Odpowiedz Komentuj obrazkiem
S seybr
+6 / 6

Do zestawu można dodać.
"Przecież i tak tego egzaminu nie zdasz". Ku... motywujące, tak że się odechciewa.

Odpowiedz Komentuj obrazkiem
M michalSFS
+1 / 1

U mnie najgorsze było to, że dostawałem x zadań na dany dzień, ale jak je za szybko zrobiłem (zdaniem rodziców) to dodawali kolejne. A wcześniej było umówione, że tylko tyle.

"Narąb drewa, przekop grządki i będziesz miał wolne". Porobiłem 3 godziny, przykładowo godz. 17.00 - siadam nad książką czy do komputera, a tu okazuje się, że trzeba jeszcze zrobić kilka innych rzeczy, nierzadko te, które miała zrobić starsza siostra, a nie zrobiła. W rezultacie kłótnia, bo czego mam robić za nią, wojna - bo zaparłem się, że nie zrobię i byłem tym złym. Siostra 5 lat starsza to zdaniem rodziców zawsze miała racje.

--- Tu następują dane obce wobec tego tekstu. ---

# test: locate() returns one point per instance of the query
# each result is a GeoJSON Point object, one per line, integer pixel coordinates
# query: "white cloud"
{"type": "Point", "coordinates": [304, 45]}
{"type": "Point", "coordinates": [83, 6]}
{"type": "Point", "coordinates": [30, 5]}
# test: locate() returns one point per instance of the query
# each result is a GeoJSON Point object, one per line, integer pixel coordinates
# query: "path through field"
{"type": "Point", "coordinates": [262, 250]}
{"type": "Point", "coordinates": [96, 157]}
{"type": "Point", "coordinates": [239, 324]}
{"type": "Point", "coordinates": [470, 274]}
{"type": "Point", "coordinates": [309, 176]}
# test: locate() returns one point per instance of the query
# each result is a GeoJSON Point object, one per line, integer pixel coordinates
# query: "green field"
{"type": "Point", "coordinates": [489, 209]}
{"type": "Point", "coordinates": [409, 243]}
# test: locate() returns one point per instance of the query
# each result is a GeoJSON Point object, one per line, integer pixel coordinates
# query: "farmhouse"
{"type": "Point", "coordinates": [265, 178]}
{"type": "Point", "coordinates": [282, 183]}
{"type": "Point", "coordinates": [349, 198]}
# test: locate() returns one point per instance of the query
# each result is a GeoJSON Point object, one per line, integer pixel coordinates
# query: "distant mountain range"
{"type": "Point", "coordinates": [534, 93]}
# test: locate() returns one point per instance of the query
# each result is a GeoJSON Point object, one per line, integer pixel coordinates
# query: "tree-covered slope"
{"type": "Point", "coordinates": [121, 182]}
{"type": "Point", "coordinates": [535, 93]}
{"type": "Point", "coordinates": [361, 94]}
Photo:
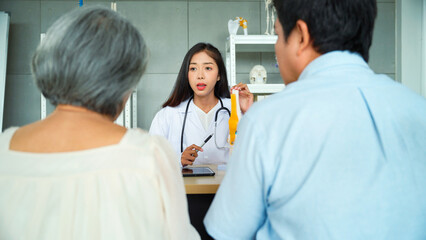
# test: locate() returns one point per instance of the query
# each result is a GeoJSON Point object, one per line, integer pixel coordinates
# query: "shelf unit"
{"type": "Point", "coordinates": [249, 43]}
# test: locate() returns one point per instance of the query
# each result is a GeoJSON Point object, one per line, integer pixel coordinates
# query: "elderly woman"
{"type": "Point", "coordinates": [75, 174]}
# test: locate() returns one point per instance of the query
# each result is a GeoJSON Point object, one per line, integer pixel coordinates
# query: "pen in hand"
{"type": "Point", "coordinates": [205, 141]}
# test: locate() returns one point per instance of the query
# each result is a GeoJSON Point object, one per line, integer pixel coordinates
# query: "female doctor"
{"type": "Point", "coordinates": [199, 106]}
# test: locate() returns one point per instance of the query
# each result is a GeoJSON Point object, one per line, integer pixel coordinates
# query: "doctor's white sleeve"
{"type": "Point", "coordinates": [159, 125]}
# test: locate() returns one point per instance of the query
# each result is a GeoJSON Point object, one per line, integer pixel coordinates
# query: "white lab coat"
{"type": "Point", "coordinates": [168, 123]}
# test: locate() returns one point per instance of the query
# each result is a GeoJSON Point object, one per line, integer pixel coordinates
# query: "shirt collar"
{"type": "Point", "coordinates": [330, 60]}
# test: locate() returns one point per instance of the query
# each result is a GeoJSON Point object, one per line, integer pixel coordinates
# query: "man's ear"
{"type": "Point", "coordinates": [305, 40]}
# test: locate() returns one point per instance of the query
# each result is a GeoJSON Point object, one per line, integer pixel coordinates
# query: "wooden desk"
{"type": "Point", "coordinates": [204, 184]}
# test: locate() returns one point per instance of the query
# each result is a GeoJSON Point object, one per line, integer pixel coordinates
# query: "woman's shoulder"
{"type": "Point", "coordinates": [6, 136]}
{"type": "Point", "coordinates": [140, 139]}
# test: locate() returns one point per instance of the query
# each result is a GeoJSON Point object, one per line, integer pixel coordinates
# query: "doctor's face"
{"type": "Point", "coordinates": [203, 73]}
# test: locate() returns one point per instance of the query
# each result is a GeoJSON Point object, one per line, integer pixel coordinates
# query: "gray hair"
{"type": "Point", "coordinates": [91, 57]}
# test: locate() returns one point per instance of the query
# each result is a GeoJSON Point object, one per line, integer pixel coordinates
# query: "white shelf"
{"type": "Point", "coordinates": [250, 43]}
{"type": "Point", "coordinates": [265, 88]}
{"type": "Point", "coordinates": [254, 39]}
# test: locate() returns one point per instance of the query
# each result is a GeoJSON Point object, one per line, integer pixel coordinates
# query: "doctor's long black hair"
{"type": "Point", "coordinates": [182, 90]}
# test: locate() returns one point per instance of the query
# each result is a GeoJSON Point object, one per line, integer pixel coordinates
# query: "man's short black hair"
{"type": "Point", "coordinates": [333, 24]}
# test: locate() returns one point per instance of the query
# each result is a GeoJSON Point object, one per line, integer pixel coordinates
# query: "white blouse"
{"type": "Point", "coordinates": [131, 190]}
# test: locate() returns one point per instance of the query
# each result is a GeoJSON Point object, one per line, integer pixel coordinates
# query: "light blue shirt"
{"type": "Point", "coordinates": [338, 154]}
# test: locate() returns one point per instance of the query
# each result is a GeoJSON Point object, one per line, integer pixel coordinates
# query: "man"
{"type": "Point", "coordinates": [340, 153]}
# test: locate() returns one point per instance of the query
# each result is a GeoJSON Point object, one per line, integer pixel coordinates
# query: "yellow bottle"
{"type": "Point", "coordinates": [233, 120]}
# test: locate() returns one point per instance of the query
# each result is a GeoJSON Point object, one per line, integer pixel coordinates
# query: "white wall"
{"type": "Point", "coordinates": [411, 44]}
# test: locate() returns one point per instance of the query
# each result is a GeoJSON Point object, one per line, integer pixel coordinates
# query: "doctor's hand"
{"type": "Point", "coordinates": [189, 155]}
{"type": "Point", "coordinates": [245, 96]}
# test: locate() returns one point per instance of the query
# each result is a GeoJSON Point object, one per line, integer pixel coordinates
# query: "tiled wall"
{"type": "Point", "coordinates": [170, 28]}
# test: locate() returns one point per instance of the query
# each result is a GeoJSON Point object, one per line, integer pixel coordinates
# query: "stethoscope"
{"type": "Point", "coordinates": [215, 121]}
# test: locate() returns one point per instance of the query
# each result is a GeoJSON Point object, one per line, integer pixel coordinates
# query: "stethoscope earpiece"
{"type": "Point", "coordinates": [215, 121]}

Ta bezsilność...

Poniedziałek - lista zadań: ja - 10, siostra 1. Ten zły...
A najlepsze było lato: cały dzień w polu, potem skup, wieczorem nierzadko plewienie koło domu. Siostra - zadanie zrobienie obiadu. W rezultacie 4 x w tygodniu jedliśmy biały ser z makaronem. Makaron ugotowała, ser trzeba było sobie rozdrobnić (a czasem kupić). Obiad:) Do tej pory nie jem tego.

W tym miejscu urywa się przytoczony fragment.